The City, 1927
by Michelle Hartman

An apartment house, French lines,
__a London square,
___ second floor window sports cheery striped
red and white awning and four girls
who work at the automat, try to make it nice.
But this poem is about the front, third floor
apartment which faces the square
and its military statue. The top floor
is owned by a rich Earl who uses it when
Parliament is in session or his wife
is at country home and he wants
to entertain a bit of fluff. But this writer
is fascinated by the girl, for she is hardly more,
in 3C watches the square. Many nights
she falls asleep there. The first floor
has a café with exotic fragrances
and little shops that carry ribbon, hats and potions.

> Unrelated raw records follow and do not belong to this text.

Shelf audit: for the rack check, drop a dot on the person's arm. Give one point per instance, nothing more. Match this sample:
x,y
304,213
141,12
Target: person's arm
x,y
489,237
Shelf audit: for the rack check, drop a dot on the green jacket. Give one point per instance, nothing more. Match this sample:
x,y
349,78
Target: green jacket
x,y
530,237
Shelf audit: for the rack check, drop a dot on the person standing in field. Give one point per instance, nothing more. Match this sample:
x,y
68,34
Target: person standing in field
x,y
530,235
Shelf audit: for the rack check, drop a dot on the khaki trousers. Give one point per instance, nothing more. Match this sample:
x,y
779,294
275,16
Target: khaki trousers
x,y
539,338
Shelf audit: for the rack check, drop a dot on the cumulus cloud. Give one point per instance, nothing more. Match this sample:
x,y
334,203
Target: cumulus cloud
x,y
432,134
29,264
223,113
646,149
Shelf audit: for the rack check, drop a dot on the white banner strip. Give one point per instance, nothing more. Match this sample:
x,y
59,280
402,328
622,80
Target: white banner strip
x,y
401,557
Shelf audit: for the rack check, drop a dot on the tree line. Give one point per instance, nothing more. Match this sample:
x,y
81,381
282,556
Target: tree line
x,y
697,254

The girl on the third floor makes hats,
lace confections that look
like flaky snow on fine dew sparkle
more than paid hand work; bringing in barely
enough for one room and day old from café. She
is saving for a house. A middle aged Italian
couple live on the third floor as well
as two artists who beg the girl
to model without luck. This poem is not
about a boy from Cornwall who sign up
to ride the tides astride magnificent metal ships
lit up by bombs so bright sailors see Valkries
coming long before they are taken. Ship of fools
breaking, ripping with metal screams like
golems beaten to death.
This poem is about an old woman
who is found by neighbors. A sepia
picture in silver frame and reams of lace,
each knot a passing hour,
each foot a week
a loss, a life spun out in thread alone.